Belajar Toleransi Dari Gusdur
Leader's Talk bersama Inaya WahidKita semua punya proses masing-masing untuk menjadi manusia yang toleran.
transcript
Kalau Gus Dur itu, dulu sering banget bilang begini, “Tidak ada yang namanya orang jahat, adanya orang yang berproses menjadi baik.” Dan saya juga merasa, itu salah satu hal yang saya rasakan dalam berproses menjadi toleran. Jadi, enggak saya lahir terus ujuk-ujuk jadi toleran. Itu enggak. ada proses panjang di situ.

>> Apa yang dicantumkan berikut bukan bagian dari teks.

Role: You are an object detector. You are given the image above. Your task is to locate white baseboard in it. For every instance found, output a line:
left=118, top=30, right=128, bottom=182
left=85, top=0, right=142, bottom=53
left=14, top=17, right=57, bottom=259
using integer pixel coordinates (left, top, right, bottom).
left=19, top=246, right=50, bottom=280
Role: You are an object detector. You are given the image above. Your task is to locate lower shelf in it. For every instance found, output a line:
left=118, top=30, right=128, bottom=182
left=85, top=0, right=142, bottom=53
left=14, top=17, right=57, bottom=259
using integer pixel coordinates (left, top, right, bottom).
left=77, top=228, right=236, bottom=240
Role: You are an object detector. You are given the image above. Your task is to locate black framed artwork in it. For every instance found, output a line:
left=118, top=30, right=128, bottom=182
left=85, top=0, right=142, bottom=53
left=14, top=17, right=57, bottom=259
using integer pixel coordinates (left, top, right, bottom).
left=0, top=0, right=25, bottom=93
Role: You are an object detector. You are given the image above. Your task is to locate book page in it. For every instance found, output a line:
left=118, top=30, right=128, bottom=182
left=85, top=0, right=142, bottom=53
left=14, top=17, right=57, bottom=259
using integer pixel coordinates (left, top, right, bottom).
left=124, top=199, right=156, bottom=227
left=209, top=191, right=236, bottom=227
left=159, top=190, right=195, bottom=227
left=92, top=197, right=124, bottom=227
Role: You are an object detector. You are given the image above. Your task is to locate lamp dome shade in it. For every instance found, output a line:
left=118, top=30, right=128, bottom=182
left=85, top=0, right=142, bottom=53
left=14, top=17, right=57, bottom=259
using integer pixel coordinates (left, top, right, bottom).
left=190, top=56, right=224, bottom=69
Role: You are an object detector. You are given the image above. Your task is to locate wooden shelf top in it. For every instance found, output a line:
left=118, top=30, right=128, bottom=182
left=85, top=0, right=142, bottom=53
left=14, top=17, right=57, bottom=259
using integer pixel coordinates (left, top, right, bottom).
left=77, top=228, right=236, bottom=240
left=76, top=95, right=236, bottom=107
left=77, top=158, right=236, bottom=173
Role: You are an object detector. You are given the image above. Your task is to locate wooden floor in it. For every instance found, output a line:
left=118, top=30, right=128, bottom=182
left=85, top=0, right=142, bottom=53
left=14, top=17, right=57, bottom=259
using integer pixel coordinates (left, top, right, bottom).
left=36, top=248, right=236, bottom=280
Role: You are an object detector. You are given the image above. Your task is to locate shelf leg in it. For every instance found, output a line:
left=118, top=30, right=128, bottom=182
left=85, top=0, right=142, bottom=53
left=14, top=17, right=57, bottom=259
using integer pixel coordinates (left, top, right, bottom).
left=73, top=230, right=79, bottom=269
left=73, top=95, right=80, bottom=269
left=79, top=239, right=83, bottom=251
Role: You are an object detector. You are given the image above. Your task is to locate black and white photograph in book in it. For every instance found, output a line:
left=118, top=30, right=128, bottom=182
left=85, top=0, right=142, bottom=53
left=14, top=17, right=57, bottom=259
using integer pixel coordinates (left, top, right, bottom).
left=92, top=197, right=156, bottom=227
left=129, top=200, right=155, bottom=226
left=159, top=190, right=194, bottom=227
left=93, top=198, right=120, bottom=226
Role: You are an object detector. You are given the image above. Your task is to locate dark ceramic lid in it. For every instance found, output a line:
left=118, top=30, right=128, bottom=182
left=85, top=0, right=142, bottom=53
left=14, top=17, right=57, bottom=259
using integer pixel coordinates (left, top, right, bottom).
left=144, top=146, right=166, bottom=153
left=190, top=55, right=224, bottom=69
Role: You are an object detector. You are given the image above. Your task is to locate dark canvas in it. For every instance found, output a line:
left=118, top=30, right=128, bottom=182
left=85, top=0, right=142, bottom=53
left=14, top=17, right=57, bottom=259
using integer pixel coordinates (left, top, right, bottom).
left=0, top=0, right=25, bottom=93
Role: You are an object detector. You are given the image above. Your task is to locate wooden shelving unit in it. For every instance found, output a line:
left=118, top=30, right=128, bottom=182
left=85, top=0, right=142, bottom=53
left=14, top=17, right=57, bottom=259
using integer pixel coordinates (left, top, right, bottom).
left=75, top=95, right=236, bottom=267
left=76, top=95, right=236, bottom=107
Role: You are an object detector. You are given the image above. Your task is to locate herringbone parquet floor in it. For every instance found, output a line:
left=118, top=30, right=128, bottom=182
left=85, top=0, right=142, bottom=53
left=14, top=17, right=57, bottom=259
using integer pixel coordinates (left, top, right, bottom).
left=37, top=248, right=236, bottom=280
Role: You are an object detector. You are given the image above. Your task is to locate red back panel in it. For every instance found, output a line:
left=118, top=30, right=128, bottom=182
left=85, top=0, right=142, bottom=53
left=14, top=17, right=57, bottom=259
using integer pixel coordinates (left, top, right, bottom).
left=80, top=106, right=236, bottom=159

Nah, dulu saya juga enggak suka sama yang ini, enggak suka sama yang itu. Tapi, lama-lama saya belajar dari Bapak. Belajar paling simple aja, Bapak selalu menerima tamu siapa aja, dalam bentuk apapun, dengan cara yang setara, dengan cara yang sama. Semua sama-sama.
Begini, Bapak sama-sama terbuka untuk semua kalangan. Nah, dari situ saya baru belajar. Oh, sebenarnya enggak apa-apa ya, enggak apa-apa beda ya. Lalu, saya baca dialek-dialeknya Bapak, dialog-dialognya Bapak dengan tokoh-tokoh lain. Misalnya ketika Bapak ngomong satu ide dan yang lain misalnya tidak setuju, kemudian menimpali, terus kemudian mereka berargumen. Saya pikir enggak apa-apa ya, kalau kita beda pendapat. Baik-baik aja ya. Asal kita memang tetap bersepakat bahwa kita enggak setuju itu tidak apa-apa dan tetap menghormati.
Jadi, lama-lama kemudian saya belajar dari situ. Saya sampai detik ini juga belum semuanya, kayak seakan-akan sudah sangat toleran. Enggak juga, kadang-kadang kesel dengan kelompok-kelompok tertentu atau kadang-kadang misalnya lagi ngapain terus muncul prejudice-prejudice juga ada. Tapi, paling tidak sekarang saya sudah lebih sadar sehingga ketika itu muncul, saya yang kayak … “Eh, gila gue prejudice banget. “Eh, gile gue ini … banget, gue menghakimi banget.” Paling tidak kesadaran itu ada sehingga kita bisa bergeser lebih cepat.